In this tip, learn to highlight elevation by wrapping your ArcGIS Online map in a layer of fog.
Highlight Elevation with a Mist Effect
Step 1: Sign in to your ArcGIS account and open Map Viewer.
Step 2: In the Content (dark) toolbar, click Basemap. Select the Imagery basemap to get the best results from this effect.
Step 3: Open the Layers pane and click Add to add a layer from the Content toolbar.
Step 4: Click My Content and choose Living Atlas from the drop-down menu.
Step 5: Select the Terrain layer and click the Add button (+) to add it to the map.
This is an image service from ArcGIS Living Atlas of the World. It’s a digital elevation model that covers the whole world at every scale. Darker areas are lower elevation, and lighter areas are higher elevation. But you aren’t stuck with this color scheme in ArcGIS Online.
Step 6: Open the Styles tab on the righthand toolbar. Make sure the Stretch type is set to Minimum maximum. Under Stretch, click Style options.
Step 7: Toggle Apply dynamic range adjustment on. This means the layer style only considers the lowest and highest values within your view. It squeezes the color gradient, so you always force the full contrast of black to white.
Step 8: Under Color scheme, click the gradient bar. Click it again in the window that opens, and you’ll be able to edit the color scheme for the layer.
Step 9: Instead of changing the color scheme, click Flip ramp colors.
This means the lighter color is tied to lower elevations, where mist naturally occurs. But how can we see through to the higher elevations, which are now grays and blacks?
Step 10: Click the Properties tab in the righthand toolbar.
Step 11: Scroll down to Appearance.

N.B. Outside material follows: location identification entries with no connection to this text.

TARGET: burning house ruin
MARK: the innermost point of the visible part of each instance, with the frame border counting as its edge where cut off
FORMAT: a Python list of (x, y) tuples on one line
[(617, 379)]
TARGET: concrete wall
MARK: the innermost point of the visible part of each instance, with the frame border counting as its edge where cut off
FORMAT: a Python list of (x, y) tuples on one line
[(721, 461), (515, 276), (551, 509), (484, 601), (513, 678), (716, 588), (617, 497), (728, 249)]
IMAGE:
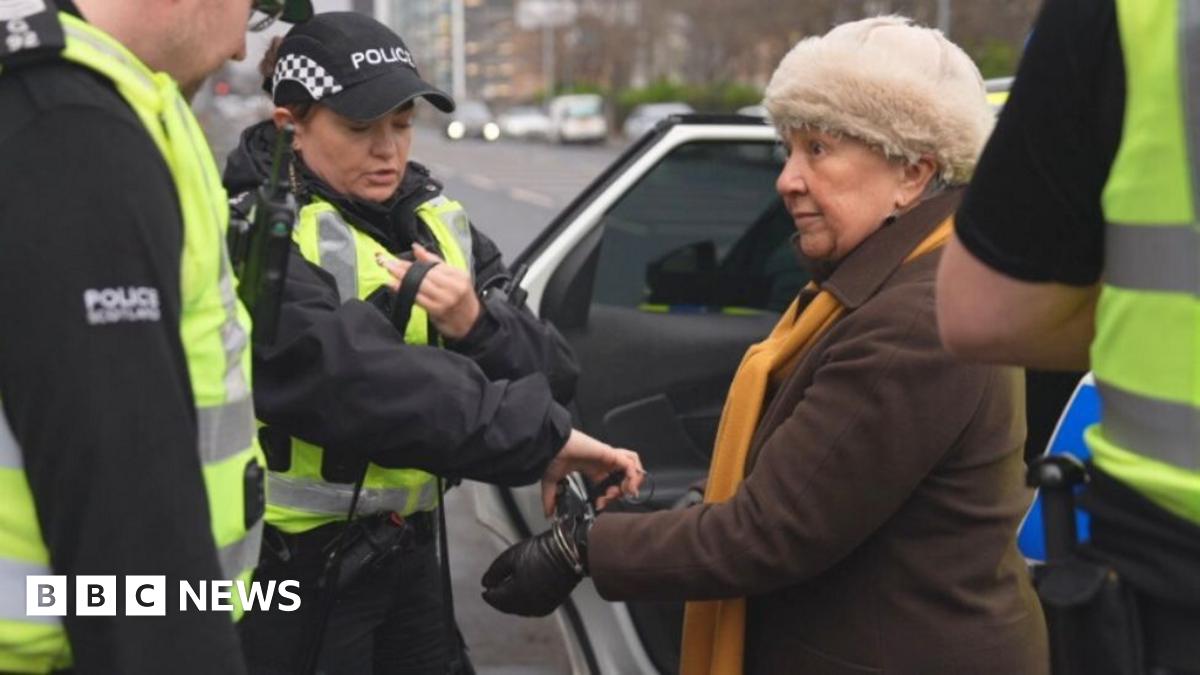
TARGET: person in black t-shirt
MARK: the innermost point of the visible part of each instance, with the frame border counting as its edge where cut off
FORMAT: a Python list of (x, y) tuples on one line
[(1029, 243), (1020, 282)]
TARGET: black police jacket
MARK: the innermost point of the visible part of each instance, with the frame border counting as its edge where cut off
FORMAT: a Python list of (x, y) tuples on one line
[(487, 407)]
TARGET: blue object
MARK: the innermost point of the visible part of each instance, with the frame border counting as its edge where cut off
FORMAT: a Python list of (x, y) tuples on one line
[(1083, 411)]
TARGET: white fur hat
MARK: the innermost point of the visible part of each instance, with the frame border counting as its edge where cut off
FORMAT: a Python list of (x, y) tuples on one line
[(901, 88)]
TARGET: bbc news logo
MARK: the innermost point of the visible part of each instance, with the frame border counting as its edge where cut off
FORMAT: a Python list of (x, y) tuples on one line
[(147, 596)]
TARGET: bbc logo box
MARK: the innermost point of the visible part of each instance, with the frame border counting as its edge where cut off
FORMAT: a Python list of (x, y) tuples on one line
[(147, 596), (95, 596)]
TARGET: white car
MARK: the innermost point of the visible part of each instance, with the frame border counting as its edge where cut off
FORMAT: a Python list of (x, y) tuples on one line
[(579, 118), (660, 275), (525, 121), (645, 117)]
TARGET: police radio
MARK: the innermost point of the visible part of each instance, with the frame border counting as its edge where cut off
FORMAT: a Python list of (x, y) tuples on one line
[(261, 243)]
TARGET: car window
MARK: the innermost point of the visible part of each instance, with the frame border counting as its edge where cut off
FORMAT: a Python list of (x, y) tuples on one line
[(583, 107), (702, 232)]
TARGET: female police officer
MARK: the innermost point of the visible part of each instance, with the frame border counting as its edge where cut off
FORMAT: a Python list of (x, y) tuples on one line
[(455, 382)]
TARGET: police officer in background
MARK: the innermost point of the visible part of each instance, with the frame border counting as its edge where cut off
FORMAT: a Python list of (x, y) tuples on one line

Under Blending, click Normal to pull up the blend mode drop-down menu.
Step 12: Instead of a normal blend mode, select Screen. This only considers the lightness of pixels and ignores pixels that are darker.
Immediately you can see a layer of mist cloaking valleys, river channels, and other low elevation areas in your view.
There are a few handles you can play with to tweak the mist. Transparency controls the strength of the effect. Go back to the Styles tab. You can adjust the gamma—the degree of contrast between the midlevel gray values of a raster dataset—to effectively raise and lower the mist effect. Raising the gamma lowers the mist, and lowering the gamma fills the map with higher and higher levels of mist.
Because the elevation layer is an image service from ArcGIS Living Atlas of the World, it will fetch the whole map view as a single image. Unlike the rapid fetching of tiles, this might take a moment to render. But if rapid rendering performance isn’t your goal, this tradeoff might be well worth it, giving you information about the regional textures and general slope of your terrain and helping river valleys and mountaintops stand out.